Chicken Soup for the Soul files for IPO in bid to raise $30M
'Chicken Soup for the Soul' became a self-help force in the book world.
Chicken Soup for the Soul Entertainment, a publisher of self-help videos, has filed to sell its common stock shares in an initial public offering that aims to raise as much as $30 million.
The company’s IPO will seek to sell 900,000 shares of its Class A common stock for $12 per share, it said in a Friday filing with the Securities and Exchange Commission.
If all 900,000 shares are sold, the Cos Cob, Conn.-based company may sell up to an additional 1.6 million shares at its “discretion,” it said.
Chicken Soup for the Soul Entertainment was created last year as a subsidiary by its current parent company -- Chicken Soup for the Soul Holdings (CSS Holdings) -- to focus on video production.
CSS Holdings, controlled by its Chairman and CEO William Rouhana Jr., granted brand licensing rights to the subsidiary. Rouhana "has control over the vast majority of all the outstanding voting power" of the IPO-bound unit through its stock structure, the filing said.
The company has applied to have its shares listed on the Nasdaq Global Market under the symbol CSSE. If it’s not approved, it expects to have shares listed on the Nasdaq Capital Market, which has less stringent capital and liquidity requirements.

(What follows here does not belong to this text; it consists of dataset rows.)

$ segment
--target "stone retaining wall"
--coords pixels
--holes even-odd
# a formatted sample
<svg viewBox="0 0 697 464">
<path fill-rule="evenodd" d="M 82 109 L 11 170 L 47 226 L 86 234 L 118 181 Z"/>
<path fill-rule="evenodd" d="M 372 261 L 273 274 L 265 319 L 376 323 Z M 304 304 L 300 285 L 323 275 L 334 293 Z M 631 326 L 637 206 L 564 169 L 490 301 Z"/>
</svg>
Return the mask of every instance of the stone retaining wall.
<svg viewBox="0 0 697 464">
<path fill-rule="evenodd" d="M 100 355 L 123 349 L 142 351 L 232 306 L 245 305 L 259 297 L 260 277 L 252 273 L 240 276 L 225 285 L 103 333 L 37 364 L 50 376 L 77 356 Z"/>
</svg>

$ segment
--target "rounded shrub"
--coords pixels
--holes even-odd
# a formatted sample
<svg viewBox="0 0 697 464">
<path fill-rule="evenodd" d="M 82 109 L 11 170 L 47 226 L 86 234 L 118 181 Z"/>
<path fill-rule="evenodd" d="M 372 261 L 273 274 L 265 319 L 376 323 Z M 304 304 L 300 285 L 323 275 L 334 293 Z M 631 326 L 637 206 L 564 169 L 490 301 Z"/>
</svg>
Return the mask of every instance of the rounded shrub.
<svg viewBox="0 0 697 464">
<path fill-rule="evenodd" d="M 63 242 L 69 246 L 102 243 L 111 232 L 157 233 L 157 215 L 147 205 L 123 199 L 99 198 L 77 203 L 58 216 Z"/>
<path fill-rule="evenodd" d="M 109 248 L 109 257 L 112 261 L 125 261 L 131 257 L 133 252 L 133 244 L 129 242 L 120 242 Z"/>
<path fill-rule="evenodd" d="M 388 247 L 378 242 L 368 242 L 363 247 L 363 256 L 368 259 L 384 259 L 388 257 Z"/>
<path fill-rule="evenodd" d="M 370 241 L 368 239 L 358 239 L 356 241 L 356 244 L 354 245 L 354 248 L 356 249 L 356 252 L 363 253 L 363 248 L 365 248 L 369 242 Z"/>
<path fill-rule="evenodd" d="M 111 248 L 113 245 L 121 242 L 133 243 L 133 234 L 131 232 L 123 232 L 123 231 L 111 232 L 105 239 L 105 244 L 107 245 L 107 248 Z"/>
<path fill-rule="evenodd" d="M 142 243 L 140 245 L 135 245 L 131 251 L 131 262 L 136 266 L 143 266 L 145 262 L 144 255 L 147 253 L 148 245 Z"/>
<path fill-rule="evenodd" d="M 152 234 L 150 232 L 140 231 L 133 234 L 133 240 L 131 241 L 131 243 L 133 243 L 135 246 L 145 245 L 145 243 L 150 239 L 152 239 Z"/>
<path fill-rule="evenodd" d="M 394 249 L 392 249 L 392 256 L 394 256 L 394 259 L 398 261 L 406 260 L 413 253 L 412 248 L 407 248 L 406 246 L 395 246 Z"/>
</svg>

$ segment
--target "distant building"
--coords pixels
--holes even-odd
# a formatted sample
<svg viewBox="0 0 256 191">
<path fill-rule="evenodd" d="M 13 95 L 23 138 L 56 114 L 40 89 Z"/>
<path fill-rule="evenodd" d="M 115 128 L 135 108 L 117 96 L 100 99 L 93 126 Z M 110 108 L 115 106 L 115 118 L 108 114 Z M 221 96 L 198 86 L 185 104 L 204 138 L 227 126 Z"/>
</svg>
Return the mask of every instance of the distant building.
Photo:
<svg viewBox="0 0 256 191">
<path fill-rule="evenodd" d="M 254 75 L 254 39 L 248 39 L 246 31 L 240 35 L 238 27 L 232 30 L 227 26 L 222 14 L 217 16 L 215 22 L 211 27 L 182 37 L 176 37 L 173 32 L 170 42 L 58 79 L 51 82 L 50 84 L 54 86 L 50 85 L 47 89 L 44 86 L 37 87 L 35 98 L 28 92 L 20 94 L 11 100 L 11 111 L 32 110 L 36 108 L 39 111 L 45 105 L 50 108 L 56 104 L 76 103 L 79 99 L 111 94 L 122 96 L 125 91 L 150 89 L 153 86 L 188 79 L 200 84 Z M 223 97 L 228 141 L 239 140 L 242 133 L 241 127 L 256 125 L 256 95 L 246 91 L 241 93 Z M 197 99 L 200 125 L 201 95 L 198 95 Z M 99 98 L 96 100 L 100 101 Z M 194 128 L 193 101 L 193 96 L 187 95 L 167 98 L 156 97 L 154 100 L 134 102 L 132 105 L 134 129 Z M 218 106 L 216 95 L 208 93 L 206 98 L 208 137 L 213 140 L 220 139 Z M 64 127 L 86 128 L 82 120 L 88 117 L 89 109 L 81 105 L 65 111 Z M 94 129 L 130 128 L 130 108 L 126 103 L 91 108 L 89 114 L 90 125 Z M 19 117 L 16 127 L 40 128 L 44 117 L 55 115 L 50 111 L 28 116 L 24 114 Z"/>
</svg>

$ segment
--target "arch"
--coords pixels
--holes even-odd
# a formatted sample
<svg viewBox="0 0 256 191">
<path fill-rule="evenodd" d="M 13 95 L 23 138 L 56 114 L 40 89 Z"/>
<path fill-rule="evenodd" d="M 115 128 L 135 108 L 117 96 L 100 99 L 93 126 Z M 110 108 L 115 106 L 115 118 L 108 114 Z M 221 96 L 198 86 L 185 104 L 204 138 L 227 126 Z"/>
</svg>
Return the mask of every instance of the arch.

Founded in 1993 by motivational speakers Jack Canfield and Mark Victor Hansen, Chicken Soup for the Soul is a well-known brand among self-help book fans. Many of its 250 books, which are compilations of inspiring stories for targeted audiences, have become best-sellers, and the company says it has sold 11 million copies worldwide.
In 2008, the founders sold the company to a group that includes Rouhana and his wife and company publisher, Amy Newmark, and former Chicken Soup president Robert Jacobs. The company has since expanded its business lines to sell foods, pet foods, apps and advertising on its YouTube channel. It's also developing a TV show and a movie, it said.
Its 2016 revenue totaled $8.1 million, up from $1.5 million a year earlier, according to the filing. Its net income was $800,000, compared to a net loss of $800,000 in 2015.